Золотые колдуны | страница 104



— Халтерн?

Он встал на ноги. Наши пальцы прикоснулись друг к другу через прутья решетки, которая являла собой пример добротной ремондской работы. Вид Халтерна не был обиженным, но выглядел он лишь менее почтенно, чем обычно.

— С вами все в порядке?

— Да. Я намеревался покинуть Корбек, но не успел уйти вовремя.

— Вы не хотите быть искренним, да? — Но это был, скорее, риторический вопрос. Часть моей тупости уже успела оставить меня. — Сколько же времени мы здесь проведем? Мы можем сообщить о себе на свободу?

— Может быть. Кристи, дела наши незавидны. Ближайшая к нам помощь находится в гарнизоне.

— А Рурик больна.

— Или на юге, в Таткаэре.

— Это слишком далеко отсюда. Потребуется много времени.

Он кивнул.

— У вас нет… оружия? Ничего, что могло бы помочь нам освободиться?

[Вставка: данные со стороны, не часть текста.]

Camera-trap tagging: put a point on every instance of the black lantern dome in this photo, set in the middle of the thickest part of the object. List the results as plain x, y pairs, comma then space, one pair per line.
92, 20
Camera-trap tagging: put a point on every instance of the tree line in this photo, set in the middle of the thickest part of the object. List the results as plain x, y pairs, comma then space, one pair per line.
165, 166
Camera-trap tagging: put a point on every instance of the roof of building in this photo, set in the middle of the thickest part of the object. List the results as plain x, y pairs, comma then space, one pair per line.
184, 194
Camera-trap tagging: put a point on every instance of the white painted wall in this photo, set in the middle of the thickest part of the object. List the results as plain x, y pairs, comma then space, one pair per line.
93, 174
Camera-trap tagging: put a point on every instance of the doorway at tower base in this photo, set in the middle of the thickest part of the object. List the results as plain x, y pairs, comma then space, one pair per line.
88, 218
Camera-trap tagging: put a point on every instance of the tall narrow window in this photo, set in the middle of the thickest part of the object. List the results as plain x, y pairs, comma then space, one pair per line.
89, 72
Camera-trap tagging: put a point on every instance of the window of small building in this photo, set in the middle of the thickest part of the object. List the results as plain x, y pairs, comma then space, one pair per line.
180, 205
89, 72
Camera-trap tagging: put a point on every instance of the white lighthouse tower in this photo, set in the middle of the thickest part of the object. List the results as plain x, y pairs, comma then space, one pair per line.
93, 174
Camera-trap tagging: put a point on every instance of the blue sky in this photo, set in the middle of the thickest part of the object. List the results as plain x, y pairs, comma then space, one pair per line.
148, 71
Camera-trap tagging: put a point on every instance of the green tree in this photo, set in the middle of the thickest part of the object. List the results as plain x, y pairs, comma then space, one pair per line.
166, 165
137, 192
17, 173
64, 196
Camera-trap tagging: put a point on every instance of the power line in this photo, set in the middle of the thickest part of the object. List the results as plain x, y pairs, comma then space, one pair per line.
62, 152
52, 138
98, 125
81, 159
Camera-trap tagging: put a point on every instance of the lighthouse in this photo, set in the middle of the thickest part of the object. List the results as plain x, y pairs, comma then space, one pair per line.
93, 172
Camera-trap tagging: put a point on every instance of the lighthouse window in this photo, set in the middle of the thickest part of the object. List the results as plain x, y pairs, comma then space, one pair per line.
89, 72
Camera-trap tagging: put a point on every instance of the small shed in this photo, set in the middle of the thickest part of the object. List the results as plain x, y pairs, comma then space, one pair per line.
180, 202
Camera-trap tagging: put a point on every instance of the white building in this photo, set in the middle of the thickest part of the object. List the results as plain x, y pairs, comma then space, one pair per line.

— Ничего, Все мои вещи находятся в моих комнатах. — Мгновенно в голове у меня мелькнула мысль. — А Марик?

— Я не видел кир, когда они вели меня сюда.

— Что мы можем сделать?

— Подождать, — сказал он.

Камера была невелика: три шага в ширину и четыре в длину. Длины нар едва хватало, чтобы вытянуть ноги. Некоторое время мы разговаривали, расположившись на нарах, потом стало совсем темно.

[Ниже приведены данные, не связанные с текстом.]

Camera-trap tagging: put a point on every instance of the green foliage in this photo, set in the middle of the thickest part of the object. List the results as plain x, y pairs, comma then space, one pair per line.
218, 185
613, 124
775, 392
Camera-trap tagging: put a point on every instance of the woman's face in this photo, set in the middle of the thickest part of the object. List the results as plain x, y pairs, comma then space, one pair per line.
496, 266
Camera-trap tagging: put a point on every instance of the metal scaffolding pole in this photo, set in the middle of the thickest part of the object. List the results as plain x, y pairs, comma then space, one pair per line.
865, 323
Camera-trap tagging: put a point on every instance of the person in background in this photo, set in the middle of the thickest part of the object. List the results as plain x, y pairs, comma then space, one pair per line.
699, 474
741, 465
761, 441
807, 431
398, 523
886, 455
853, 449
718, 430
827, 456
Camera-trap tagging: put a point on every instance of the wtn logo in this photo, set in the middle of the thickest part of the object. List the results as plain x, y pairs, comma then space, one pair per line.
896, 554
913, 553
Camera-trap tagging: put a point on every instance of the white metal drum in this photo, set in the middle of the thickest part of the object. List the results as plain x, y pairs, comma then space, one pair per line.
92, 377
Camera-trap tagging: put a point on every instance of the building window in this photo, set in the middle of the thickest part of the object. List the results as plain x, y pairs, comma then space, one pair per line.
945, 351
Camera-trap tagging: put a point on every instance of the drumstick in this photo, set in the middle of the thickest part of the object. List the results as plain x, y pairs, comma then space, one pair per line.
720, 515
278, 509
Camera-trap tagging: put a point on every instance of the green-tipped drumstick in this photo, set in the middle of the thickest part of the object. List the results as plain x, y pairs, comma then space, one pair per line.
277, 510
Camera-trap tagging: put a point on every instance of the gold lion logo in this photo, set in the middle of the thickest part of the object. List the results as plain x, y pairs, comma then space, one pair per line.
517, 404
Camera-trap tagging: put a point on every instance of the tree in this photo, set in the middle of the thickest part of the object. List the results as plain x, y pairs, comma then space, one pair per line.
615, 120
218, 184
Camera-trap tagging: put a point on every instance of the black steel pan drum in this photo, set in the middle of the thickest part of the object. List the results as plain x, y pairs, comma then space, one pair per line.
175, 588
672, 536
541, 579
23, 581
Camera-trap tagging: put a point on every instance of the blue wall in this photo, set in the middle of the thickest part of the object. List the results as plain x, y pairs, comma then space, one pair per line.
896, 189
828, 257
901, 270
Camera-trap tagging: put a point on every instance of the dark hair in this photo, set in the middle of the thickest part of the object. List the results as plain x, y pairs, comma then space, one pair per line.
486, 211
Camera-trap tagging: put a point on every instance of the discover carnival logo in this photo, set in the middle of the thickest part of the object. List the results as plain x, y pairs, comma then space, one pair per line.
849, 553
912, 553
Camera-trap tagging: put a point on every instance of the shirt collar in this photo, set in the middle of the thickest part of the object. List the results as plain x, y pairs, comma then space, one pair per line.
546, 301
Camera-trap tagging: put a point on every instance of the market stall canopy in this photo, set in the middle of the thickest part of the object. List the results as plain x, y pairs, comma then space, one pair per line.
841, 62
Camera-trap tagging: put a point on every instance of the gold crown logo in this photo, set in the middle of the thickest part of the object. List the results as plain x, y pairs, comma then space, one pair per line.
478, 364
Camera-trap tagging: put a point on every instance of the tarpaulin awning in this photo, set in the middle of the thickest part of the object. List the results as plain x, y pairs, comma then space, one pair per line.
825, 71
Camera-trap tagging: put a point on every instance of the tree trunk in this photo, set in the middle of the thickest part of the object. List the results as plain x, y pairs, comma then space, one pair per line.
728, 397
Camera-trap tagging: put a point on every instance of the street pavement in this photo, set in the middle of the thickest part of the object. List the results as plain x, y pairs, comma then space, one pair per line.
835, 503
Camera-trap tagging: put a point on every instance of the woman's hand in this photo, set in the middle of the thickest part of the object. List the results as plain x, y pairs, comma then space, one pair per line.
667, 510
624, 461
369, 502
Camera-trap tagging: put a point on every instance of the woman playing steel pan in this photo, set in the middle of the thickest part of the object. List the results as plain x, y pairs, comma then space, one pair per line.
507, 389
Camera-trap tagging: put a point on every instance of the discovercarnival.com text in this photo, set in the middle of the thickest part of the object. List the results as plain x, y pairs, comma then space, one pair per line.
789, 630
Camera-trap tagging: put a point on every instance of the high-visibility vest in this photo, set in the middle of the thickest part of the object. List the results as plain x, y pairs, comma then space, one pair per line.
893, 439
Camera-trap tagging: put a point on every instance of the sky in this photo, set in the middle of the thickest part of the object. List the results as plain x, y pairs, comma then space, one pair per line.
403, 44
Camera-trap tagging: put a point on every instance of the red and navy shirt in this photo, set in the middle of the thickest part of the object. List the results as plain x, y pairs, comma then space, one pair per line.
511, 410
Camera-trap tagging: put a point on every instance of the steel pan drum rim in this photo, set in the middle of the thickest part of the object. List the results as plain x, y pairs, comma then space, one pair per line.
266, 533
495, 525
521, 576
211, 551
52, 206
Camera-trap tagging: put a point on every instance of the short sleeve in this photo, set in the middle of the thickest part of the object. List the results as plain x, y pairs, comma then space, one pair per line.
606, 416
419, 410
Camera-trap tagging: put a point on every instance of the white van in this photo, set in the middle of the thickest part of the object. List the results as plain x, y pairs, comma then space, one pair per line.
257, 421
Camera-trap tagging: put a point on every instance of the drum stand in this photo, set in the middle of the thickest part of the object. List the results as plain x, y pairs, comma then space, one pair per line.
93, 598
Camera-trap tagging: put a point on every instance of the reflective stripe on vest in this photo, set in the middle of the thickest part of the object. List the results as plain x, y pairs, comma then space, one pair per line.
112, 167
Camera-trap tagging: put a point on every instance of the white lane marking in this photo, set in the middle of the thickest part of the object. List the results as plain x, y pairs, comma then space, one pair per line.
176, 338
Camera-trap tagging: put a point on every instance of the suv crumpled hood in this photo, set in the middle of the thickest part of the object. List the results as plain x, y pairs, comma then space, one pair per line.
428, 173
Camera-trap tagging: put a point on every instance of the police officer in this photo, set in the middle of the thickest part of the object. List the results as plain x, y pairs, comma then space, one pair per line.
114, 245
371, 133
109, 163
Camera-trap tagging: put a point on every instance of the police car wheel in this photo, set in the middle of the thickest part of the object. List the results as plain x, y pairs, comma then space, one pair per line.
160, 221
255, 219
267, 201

— Не полагайтесь на него, — прозвучал из темноты голос Халтерна. — Его наибольшая лояльность принадлежит телестре.

— Он найдет способ вызволить нас отсюда.

Я лежала не смыкая глаз и ждала прихода Фалкира.

Сквозь щели пробивался белесый солнечный свет. Я растерла себе руки и ноги, закоченевшие от холода. «Наверное, еще рано», — подумала я. Мне удалось поспать некоторое время, несмотря на жесткость нар, но согреться было невозможно, и у меня мерзли ноги.

Халтерн все еще лежал, приняв позу зародыша, и спал. Это дало мне возможность относительно интимным образом воспользоваться кадкой; я все еще не была осведомлена в полной мере насчет ортеанских обычаев.

Потом не оставалось ничего иного кроме ожидания.

Луч солнца полз вниз по стене и достиг пола в соседней камере. Стали видны пыль и грязная солома.

Теперь я была уверена, что одна из остальных камер тоже была занята, потому что ночью я слышала там шорохи. Когда солнце стало светить прямо на кучу соломы, та зашевелилась, развалилась, и из нее поднялась женщина.

Она схватилась за решетку двери своей камеры и так потрясла ее, что от лязга железа загудели стены.

На ее темной коже были видны старые, побелевшие шрамы. Руки ее были узки даже по ортеанским понятиям, а все двенадцать ногтей были полностью обгрызены. Ступни ее с широко расставленными пальцами выглядели словно грубые башмаки. Она была голой.